There is something hopeful about March,
something benevolent about the light,

and yet wherever I look snow
has fallen or is about to fall, and the cold

is so unexpected, so harsh,
that even the spider lily blooming

on the windowsill seems no more
than another promise, soon to be broken.

It is like a lover who speaks
the passionate language of fidelity, but

when you look for him, there he is
in the arms of winter.

-- Linda Pastan

* * *

"March morning unlike others"

Blue haze. Bees hanging in the air at the hive-mouth.
Crawling in prone stupor of sun
On the hive-lip. Snowdrops. Two buzzards,
Still-wings, each
Magnetized to the other,
Float orbits.
Cattle standing warm. Lit, happy stillness.
A raven, under the hill,
Coughing among bare oaks.
Aircraft, elated, splitting blue.
Leisure to stand. The knee-deep mud at the trough
Stiffening. Lambs freed to be foolish.

The earth invalid, dropsied, bruised, wheeled
Out into the sun,
After the frightful operation.
She lies back, wounds undressed to the sun,
To be healed,
Sheltered from the sneapy chill creeping North wind,
Leans back, eyes closed, exhausted, smiling
Into the sun. Perhaps dozing a little.
While we sit, and smile, and wait, and know
She is not going to die.

-- Ted Hughes

* * *

"Sunny Day in March"

Even the weathercock turns with the sun on such a day.
It must be spring. Outside the cellar wall the cat
has found himself shelter. He's asleep, no doubt,
but his fur is well puffed up and his paws
well tucked under. A fly has been tempted out
from a crack in the warm plank wall -- starts
buzzing. Soon stiffens. It's too cold.

-- Olav H. Hauge
translated from the Norwegian by Robin Fulton

* * *

"A Death in March"

Even so the Spring goes forward.
The rind of the trees weepy with sap. No spigot to carry it off.
From here to the other side, ice is motley. The river's current
expression: a stutter of ice cakes on the shore.

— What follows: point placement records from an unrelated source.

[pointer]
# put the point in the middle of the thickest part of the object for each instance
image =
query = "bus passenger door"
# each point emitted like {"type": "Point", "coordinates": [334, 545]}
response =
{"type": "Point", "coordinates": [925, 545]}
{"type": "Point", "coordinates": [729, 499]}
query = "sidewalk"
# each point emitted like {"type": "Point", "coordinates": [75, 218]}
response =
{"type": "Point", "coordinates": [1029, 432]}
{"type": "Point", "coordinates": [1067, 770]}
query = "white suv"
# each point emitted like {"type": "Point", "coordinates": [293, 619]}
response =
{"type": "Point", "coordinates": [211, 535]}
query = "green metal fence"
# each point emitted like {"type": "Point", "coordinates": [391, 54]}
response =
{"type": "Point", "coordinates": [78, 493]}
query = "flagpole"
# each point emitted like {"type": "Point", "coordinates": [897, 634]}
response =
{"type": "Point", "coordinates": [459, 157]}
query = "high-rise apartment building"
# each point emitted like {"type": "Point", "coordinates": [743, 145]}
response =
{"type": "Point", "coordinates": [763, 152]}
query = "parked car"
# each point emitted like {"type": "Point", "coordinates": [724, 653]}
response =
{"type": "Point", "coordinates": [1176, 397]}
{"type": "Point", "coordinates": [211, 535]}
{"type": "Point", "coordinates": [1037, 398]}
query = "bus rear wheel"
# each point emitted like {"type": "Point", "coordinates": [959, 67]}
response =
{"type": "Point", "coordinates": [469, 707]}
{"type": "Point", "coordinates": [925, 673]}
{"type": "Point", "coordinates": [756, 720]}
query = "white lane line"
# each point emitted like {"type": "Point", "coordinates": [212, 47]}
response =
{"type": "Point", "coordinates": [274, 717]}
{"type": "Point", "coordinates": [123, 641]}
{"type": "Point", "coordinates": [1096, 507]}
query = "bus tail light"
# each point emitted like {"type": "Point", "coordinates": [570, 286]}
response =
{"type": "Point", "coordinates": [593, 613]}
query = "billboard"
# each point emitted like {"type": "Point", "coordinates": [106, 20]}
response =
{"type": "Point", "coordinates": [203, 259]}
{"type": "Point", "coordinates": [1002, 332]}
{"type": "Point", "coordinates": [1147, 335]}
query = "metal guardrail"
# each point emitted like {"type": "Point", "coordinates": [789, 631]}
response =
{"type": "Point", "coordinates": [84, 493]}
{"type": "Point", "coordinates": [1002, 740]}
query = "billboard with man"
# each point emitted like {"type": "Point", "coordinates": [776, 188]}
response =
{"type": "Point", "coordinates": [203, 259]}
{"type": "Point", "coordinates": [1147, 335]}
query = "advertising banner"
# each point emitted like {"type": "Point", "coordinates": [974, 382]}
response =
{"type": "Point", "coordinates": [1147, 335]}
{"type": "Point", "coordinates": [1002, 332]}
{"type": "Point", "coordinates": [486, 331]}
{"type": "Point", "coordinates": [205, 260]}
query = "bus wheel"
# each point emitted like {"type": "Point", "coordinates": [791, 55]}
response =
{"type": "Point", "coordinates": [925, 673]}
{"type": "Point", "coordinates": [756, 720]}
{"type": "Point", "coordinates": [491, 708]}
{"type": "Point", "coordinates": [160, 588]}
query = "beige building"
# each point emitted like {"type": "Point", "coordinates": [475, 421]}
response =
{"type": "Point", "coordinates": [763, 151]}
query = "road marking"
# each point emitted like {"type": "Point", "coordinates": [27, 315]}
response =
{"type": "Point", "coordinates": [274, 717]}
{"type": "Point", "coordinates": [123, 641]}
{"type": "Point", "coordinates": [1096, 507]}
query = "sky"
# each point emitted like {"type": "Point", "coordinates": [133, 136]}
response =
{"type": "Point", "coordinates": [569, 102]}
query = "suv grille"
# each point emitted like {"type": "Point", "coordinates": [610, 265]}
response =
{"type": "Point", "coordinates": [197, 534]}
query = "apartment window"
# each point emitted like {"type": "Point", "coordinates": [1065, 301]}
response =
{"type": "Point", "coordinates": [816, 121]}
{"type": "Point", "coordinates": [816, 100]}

Fret of spume.
Some days, though, we waken to snow,
fugacious erasure of mud and broken branches.
We feel the setback. Want the spectacular squalor
of Spring: its colourless smear. There's no word for that.
For snow falling, fugue slow, through fog. Earth and air
unable to settle what it's to be. Now is after. Or, ahead?
Interrugnum: Its beauty is brutal. A raw wind through bereft.

-- Anne Compton

* * *

"Spring Equinox Full Moon"

I breathe to you
love in the south of the many
months of spring
hibiscus in dark hair water
at the source
shadows glistening to hips
thighs slender sunset shining shores

fingers rolled fragrant leaves
presence of deep woods
earth veiled in green drift
that hides running
of small airs
untraceable fine sounds
passing as on a face
feet first drops of rain on a mountain
hands greeting flowers
holden stolen flowers

closed eyes of every creature
sepia and amber days
back
of tall tree
arms' glide
voice of rain forests
birds in tree heights
throat of palm

wrist of palm
palm of palm
morsel breasts
melon navel waist of high waterfall
surf laughter face hearing music
body of flight
secret
beach

away from you on a corner of the earth
I want to think for six hours of your hair
which is the invention of singing
daughter of islands
born in the flood of the fish harvest
I see long mornings
lying on your hair
I remember looking for you

-- W. S. Merwin

* * *

"March 2003"

In March exact shadows on snow,
blue in the spectrum overtakes lavender;
the pillows of vapor at a slow bedroom gallop.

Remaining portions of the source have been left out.